Classic function prologues in Windows on AArch64 follow a common pattern. I’ll present the full prologue, and then we’ll take it apart instruction by instruction.
; return address protection pacibsp ; saving registers stp fp, lr, [sp, #-0x30]! stp x19, x20, [sp, #0x10] str x21, [sp, #0x20] ; establishing frame chain mov fp, sp ; initializing GS cookie bl __security_push_cookie ; local variables and outbound parameters sub sp, sp, #0x80
The prologue breaks up into five sections, as marked off by comments above.
On entry to the function, we have this:
return address | |
previous fp | ← fp (frame chain) |
⋮ | |
stack param | ← sp |
The first order of business is to apply return address protection.
Next, we save nonvolatile registers. We build the next stack frame by pushing fp and lr onto the stack into adjacent locations. The frame pointer and link register are always stored next to each other because that’s what stack walking requires. The “push” onto the stack is done by using a pre-incrementing store,¹ so that the stack pointer is adjusted, and then the values written to the adjusted stack pointer.
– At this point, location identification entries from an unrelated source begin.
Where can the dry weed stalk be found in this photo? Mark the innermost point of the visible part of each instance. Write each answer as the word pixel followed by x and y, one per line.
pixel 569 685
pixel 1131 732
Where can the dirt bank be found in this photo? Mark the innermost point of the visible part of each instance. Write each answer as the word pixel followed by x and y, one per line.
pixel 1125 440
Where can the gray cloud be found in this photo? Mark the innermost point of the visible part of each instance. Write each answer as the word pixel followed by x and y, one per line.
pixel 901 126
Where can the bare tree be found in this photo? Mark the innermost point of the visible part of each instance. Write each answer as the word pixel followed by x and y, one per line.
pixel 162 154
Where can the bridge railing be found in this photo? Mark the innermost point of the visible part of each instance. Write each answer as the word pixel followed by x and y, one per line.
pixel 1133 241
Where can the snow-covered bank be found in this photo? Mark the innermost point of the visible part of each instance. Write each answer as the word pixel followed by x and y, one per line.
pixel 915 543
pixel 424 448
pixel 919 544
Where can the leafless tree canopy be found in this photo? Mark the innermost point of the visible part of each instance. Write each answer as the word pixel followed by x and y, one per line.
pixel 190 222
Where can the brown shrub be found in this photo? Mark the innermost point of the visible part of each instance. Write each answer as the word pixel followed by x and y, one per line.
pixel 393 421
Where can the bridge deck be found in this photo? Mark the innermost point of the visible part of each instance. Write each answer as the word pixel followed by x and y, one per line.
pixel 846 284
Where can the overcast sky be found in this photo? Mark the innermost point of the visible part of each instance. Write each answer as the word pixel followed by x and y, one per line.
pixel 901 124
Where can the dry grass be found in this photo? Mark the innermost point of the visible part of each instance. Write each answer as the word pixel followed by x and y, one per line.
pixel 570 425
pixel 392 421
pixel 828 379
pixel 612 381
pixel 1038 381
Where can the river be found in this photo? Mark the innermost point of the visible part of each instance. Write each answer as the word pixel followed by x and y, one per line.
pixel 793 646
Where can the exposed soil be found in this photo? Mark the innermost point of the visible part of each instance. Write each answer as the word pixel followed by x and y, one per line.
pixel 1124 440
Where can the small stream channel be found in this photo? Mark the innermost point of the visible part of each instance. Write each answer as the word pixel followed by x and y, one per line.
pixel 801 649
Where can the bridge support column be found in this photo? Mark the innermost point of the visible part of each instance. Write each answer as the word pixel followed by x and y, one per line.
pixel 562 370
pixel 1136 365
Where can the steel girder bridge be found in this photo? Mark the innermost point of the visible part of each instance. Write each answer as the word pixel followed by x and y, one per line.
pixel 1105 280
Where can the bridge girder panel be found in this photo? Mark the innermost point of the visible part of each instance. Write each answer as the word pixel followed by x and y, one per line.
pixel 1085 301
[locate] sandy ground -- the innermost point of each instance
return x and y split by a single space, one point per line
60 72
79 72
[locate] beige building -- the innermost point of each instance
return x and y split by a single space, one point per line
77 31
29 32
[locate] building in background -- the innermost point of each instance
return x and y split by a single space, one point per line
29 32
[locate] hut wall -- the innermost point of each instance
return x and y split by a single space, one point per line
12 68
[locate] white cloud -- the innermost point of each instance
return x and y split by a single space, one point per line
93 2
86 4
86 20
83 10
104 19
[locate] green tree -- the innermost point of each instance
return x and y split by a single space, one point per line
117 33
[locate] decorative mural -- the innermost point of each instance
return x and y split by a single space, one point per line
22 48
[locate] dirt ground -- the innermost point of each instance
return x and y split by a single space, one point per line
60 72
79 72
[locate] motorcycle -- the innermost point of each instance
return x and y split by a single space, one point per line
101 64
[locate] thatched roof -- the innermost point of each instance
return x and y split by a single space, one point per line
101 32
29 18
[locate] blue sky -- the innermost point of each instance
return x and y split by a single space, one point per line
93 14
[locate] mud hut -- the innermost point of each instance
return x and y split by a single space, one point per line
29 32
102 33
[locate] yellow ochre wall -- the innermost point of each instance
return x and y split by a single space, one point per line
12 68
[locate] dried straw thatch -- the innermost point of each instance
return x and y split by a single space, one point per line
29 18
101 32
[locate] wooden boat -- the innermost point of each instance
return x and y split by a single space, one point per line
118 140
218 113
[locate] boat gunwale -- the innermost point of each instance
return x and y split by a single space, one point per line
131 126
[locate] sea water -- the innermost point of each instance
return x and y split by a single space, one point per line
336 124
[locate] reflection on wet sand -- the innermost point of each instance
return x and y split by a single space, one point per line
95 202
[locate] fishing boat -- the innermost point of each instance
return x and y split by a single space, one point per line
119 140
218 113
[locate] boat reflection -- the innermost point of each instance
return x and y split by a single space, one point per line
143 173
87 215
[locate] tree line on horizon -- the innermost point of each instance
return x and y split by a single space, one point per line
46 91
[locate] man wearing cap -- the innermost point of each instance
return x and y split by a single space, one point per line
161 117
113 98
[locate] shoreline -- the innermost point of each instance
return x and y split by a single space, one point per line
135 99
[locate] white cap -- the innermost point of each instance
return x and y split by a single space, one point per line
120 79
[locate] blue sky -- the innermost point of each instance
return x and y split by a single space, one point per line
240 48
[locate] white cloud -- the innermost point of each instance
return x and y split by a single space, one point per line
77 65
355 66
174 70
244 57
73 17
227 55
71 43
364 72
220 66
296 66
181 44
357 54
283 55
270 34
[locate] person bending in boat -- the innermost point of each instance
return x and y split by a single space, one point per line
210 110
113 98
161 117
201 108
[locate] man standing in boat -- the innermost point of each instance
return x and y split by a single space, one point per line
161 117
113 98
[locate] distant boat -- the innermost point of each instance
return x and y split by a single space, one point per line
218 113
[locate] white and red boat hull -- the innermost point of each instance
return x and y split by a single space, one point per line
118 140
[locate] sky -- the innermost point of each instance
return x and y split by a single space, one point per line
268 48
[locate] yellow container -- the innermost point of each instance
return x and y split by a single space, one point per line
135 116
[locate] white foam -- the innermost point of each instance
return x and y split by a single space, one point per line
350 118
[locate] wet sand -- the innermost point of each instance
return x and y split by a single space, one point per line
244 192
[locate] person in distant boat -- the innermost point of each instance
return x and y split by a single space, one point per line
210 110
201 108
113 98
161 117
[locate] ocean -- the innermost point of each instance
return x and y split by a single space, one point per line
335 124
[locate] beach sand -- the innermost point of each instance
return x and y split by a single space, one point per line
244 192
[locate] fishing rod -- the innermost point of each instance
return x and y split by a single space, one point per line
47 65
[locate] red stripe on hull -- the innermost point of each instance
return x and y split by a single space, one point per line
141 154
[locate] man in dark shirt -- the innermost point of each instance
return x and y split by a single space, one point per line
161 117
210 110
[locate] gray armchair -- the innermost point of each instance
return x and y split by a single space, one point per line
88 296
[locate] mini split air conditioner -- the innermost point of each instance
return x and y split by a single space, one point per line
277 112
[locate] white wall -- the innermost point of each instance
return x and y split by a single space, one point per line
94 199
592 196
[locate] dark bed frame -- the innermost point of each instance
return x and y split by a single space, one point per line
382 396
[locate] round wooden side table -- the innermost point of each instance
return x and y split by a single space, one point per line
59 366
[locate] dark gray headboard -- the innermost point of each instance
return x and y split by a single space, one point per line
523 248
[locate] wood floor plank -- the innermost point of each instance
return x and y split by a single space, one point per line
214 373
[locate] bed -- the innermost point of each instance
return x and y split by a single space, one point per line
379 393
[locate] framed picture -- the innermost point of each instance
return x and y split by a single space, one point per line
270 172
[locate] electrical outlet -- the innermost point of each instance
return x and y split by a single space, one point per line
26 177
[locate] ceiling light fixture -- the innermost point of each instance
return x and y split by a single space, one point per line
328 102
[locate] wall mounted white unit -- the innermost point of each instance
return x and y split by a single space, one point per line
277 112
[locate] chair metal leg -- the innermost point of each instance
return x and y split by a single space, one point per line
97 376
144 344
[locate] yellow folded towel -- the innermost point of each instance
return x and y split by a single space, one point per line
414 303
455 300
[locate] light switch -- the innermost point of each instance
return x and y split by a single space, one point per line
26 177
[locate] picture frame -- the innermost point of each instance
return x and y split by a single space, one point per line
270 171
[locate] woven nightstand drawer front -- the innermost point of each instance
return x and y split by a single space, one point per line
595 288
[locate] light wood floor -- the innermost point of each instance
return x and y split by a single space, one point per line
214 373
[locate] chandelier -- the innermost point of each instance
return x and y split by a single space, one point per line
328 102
Let’s walk through that “push” again:
stp fp, lr, [sp, #-0x30]!
The effective address is sp − 0x30
, which is 0x30
bytes below the current stack pointer. At that location, we store the fp and lr registers, and then the effective address is written back to the base register sp.
return address | |
previous fp | ← fp (frame chain) |
⋮ | |
stack param | |
return address | |
previous fp | ← sp |
The next instruction stores the x19 and x20 registers into the register save area we just created.
stp x19, x20, [sp, #0x10]
return address | |
previous fp | ← fp (frame chain) |
⋮ | |
stack param | |
saved x20 | |
saved x19 | |
return address | |
previous fp | ← sp |
And the last instruction in the set saves the lone x21 register.
str x21, [sp, #0x20]
return address | |
previous fp | ← fp (frame chain) |
⋮ | |
stack param | |
saved x21 | |
saved x20 | |
saved x19 | |
return address | |
previous fp | ← sp |
The stack must remain 16-byte aligned, which means that space must be reserved in multiples of 2 registers. We have an odd number of registers to save, so one of the spaces we reserved for the register save area goes to waste. (In theory, the compiler could decide to use it to record a local variable, but in practice it doesn’t.)
The second part of the prologue re-establishes the frame chain.
; link this frame onto the frame chain mov fp, sp
return address | |||
▶︎ | previous fp | ||
⋮ | |||
stack param | |||
saved x21 | |||
saved x20 | |||
saved x19 | |||
return address | |||
previous fp | ← fp (frame chain), sp | ||
If the function contains a stack-based array, then the prologue inserts the GS cookie onto the stack so that a buffer overflow from the stack-based array is likely to corrupt the cookie before it gets to the saved return address.
bl __security_push_cookie
Even though the cookie is only the size of a register, the function pushes 16 bytes onto the stack due to the requirement that the stack remain 16-byte aligned.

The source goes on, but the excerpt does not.